2
votes

I'm facing an interesting problem, where I need to go through multiple big XML files (each is hundreds of MBs) and output specific data from each of the elements, and do it as fast as possible. Examples:

Points.xml:

<points>
  <point>
    <identifier>bb25c66c-27d0-447f-aaad-bd8290b332fd</identifier>
    <name>A</name>
  </point>
  <point>
    <identifier>f187cc74-2709-4464-995c-b3bdcae46b39</identifier>
    <name>B</name>
  </point>
</points>

Routes.xml:

<routes>
  <route>
    <pointLink xlink:href="urn:uuid:bb25c66c-27d0-447f-aaad-bd8290b332fd"/>
    <name>1</name>
  </route>
  <route>
    <pointLink xlink:href="urn:uuid:f187cc74-2709-4464-995c-b3bdcae46b39"/>
    <name>2</name>
  </route>
</routes>

There are tens of thousands of point/route elements in different documents and they are much more complicated than this, but for this example, this excerpt will suffice.

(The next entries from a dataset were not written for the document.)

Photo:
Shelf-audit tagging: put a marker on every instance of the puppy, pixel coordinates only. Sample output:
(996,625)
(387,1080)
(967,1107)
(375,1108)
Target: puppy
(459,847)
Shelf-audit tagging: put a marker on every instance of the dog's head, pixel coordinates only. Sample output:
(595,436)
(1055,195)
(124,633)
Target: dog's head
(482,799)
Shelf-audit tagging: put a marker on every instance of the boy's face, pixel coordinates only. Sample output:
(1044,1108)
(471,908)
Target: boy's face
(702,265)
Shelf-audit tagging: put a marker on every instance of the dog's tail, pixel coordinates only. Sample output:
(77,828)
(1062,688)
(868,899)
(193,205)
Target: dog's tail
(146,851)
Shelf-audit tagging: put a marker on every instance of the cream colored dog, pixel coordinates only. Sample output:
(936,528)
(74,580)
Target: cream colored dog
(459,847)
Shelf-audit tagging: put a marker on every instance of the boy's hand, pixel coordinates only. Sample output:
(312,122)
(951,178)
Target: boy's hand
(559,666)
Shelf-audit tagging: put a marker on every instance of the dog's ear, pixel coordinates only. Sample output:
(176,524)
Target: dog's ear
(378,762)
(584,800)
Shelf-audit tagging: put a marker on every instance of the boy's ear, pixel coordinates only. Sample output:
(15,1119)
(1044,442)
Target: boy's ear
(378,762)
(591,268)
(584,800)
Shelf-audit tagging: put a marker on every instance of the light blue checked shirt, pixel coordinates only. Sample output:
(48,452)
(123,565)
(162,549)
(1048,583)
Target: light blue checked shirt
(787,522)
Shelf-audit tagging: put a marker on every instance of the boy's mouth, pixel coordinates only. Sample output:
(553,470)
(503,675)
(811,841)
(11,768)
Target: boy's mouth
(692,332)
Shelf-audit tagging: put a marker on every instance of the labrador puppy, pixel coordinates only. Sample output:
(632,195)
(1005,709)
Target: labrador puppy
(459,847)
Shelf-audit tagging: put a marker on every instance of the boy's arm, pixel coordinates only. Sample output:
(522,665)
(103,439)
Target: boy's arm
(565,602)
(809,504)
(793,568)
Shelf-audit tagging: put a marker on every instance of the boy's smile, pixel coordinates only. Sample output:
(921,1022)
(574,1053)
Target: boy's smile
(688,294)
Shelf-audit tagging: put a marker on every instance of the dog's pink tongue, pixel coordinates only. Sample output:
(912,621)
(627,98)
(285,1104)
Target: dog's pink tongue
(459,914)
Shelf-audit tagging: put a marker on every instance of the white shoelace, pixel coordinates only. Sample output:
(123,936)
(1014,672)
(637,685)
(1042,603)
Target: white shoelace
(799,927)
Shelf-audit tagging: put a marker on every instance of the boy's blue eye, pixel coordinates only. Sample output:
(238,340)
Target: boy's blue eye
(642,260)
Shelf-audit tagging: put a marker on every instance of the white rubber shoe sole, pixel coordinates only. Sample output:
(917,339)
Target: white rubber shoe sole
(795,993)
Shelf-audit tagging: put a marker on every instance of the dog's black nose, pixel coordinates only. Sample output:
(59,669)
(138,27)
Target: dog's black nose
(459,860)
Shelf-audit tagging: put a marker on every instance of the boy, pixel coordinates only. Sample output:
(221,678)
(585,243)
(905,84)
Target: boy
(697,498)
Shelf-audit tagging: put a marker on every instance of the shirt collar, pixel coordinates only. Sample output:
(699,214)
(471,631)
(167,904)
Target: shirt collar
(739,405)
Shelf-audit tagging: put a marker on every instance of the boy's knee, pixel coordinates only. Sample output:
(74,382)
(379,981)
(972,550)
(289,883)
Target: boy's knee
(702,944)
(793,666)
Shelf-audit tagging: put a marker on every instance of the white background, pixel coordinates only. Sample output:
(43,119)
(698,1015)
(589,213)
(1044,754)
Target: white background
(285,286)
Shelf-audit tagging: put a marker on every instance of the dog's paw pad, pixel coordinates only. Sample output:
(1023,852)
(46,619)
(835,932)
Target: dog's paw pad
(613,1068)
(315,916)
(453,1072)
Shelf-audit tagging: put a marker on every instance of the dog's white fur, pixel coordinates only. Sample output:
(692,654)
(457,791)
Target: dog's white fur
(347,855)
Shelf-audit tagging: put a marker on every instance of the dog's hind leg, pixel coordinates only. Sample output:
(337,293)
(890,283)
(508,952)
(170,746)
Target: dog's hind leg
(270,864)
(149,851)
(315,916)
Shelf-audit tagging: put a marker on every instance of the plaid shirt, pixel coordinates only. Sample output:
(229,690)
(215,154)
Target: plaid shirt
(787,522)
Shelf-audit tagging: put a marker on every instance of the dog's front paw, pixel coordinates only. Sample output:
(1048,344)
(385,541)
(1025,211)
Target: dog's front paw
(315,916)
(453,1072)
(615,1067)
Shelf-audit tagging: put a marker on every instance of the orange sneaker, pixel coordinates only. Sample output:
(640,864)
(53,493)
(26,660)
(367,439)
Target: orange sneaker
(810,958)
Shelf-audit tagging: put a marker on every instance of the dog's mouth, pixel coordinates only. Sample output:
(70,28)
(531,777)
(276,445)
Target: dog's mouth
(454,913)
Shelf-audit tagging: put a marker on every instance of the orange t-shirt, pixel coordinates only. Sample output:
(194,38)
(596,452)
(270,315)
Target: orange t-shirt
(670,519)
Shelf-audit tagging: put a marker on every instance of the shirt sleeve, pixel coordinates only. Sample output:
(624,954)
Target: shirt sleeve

The output needs to be something like this:

1 - A
2 - B

I cannot modify the documents themselves, this is what I have to work with, and now the question is - how to link the elements based on the identifier as efficiently as possible? I'm talking about the way to do this, maybe a different way to think about this, not the actual code, since it will be quite different in the end anyway.

I have tried looping over the routes and then finding the points using FLWOR:

for $route in doc('routes.xml')/routes/route
  return concat(
    $route/name/text(),
    ' - ',
    doc('points.xml')/points/point[./identifier/text() = substring-after($route/pointLink/@xlink:href, 'urn:uuid:')]/name/text()
  )

That didn't work out really well (took almost an hour to complete). Similar story with this approach too:

for $route in doc('routes.xml')/routes/route,
    $point in doc('points.xml')/points/point[./identifier/text() = substring-after($route/pointLink/@xlink:href, 'urn:uuid:')]
  return concat(
    $route/name/text(),
    ' - ',
    $point/name/text()
  )

In the end, I will need to use more sub elements from point/route in the output so I think I have to iterate over them with for and then concat the output, but maybe I am wrong, which is why I am asking here.

Is there something I am overlooking, or is there simply no faster way to do this?

1
As you are using BaseX, have you inserted the documents into a database to make use of an index like a text index docs.basex.org/wiki/Indexes? That way any cross-reference to compare point/identifier should work faster.Martin Honnen
The documents are indeed in a database, but I have been using direct access to them via doc because in similar cases that I have already solved, it proved to be several times faster (BaseX optimizes doc to db:open-pre anyway). I'm also using exact paths in the actual query instead of // or *, so that shouldn't be problem either. However, from the link you posted, I do not see "Applying text index for .." anywhere in the Info panel so I will try to dive deeper into it, thanks!Lukáš Zemina

1 Answers

2
votes

The problem was indeed indexing, as Martin Honnen said in comment. Simply creating an attribute index (CREATE INDEX attribute) helped to reduce the query time from ~45 minutes to less than a second. Incredible.